Bokashi Juice as liquid feed

The use of a Bokashi bin  to turn cooked food into a fermented pre-compost that can be added to a normal compost bin provides a relatively cheap way of composting cooked food waste without attracting rats. It also offers a way of replacing a potentially smelly kitchen caddy with the not unpleasant smell of Bokashi Bran and replaces the task of   tipping untreated food from a caddy into the compost bin or the Food Waste bin (where the council offers a weekly food waste collection) with  that of tipping pickled food into the compost bin.

As a bonus during the fermenting process, the Bokashi bin will produce a liquid known as ‘Bokashi tea’ or “Bokashi juice” which needs to be drained off every 2-3 days. The juice will be a reddish, orangey colour with a  vinegar  or slightly fruity smell. There may be a thin white coating on the surface or white fungal threads floating in the liquid.

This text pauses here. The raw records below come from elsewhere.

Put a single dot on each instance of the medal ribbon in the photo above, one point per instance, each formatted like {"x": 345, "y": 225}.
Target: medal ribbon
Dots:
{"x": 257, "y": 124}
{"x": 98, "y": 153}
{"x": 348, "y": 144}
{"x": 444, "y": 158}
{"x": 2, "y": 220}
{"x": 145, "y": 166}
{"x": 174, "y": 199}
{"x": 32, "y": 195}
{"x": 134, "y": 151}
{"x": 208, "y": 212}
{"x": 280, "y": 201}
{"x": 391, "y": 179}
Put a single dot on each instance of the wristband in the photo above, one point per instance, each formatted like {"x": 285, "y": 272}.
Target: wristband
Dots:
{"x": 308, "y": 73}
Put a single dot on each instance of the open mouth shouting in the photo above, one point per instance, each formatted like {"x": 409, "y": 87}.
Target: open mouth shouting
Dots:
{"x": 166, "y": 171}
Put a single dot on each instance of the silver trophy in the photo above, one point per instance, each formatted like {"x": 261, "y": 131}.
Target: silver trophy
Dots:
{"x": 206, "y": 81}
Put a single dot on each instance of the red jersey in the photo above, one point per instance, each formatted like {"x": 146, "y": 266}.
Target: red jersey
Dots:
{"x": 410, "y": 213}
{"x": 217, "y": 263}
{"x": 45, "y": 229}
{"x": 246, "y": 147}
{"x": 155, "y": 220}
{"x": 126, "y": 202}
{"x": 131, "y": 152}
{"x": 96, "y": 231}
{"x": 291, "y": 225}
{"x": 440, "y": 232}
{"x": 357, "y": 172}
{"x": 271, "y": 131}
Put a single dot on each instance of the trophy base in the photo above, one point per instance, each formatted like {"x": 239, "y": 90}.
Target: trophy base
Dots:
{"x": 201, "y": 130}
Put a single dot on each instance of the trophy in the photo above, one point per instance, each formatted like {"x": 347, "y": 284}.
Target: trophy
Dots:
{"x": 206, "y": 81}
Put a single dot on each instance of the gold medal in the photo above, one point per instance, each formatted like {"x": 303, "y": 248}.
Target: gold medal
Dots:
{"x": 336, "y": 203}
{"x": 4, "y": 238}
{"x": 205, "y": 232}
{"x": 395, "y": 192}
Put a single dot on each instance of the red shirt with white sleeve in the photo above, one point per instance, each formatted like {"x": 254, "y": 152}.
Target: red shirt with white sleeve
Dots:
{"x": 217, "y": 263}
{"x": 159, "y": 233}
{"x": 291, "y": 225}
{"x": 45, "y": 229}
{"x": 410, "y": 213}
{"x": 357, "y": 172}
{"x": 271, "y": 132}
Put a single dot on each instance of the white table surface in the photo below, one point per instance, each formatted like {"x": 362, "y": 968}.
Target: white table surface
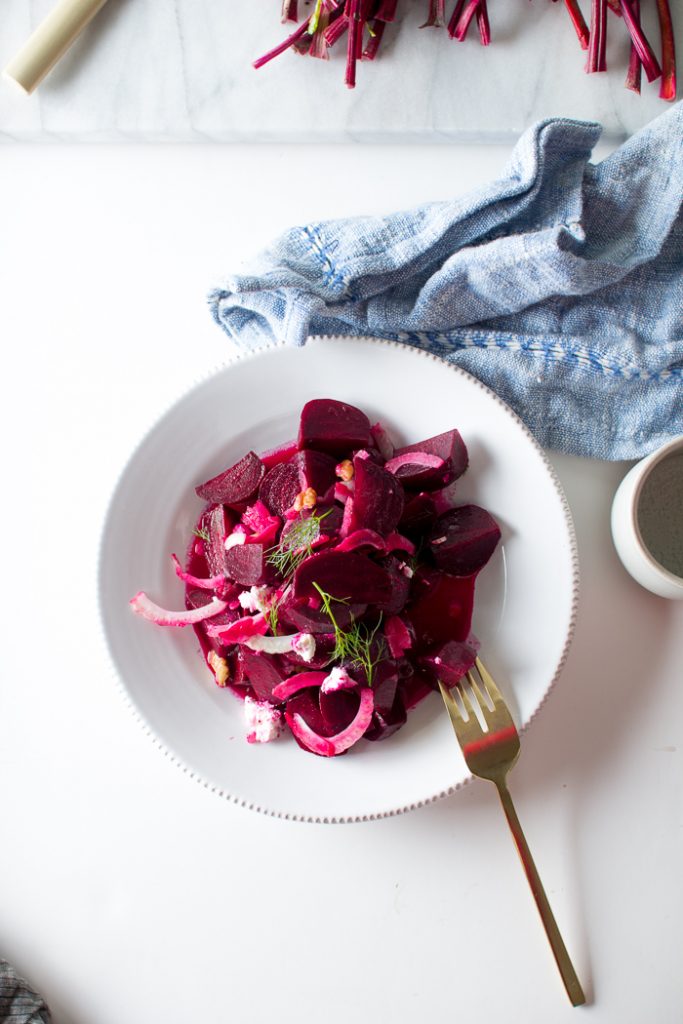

This  liquid  contains Nitrogen, Phosphorous, and Potassium plus  other nutrients (which may include boron, chlorine, iron,  manganese & zinc) and microorganisms,  from the food waste making it  a good liquid feed or plant  fertilizer  and soil enhancer.( Click  Bokashi bins)   The juice is diluted 1-part juice :100 parts water for bare soil. Earthprobiotic.co.za are more specific in their examples of recommended concentrations for different applications  suggesting 1:100 for lawns, 1:300 for gardens and pot plants, 1:500 for succulents and 1:1000 for any sensitive plants.

The diluted juice can be sprayed or watered onto the soil using a watering can fitted with a rose including the soil  around plants. It is acidic and should not be allowed to touch the  foliage at this concentration although other sources suggests that a dilution of 1:500 or a dilution of between  1: 500 – 1: 000 for spraying onto foliage.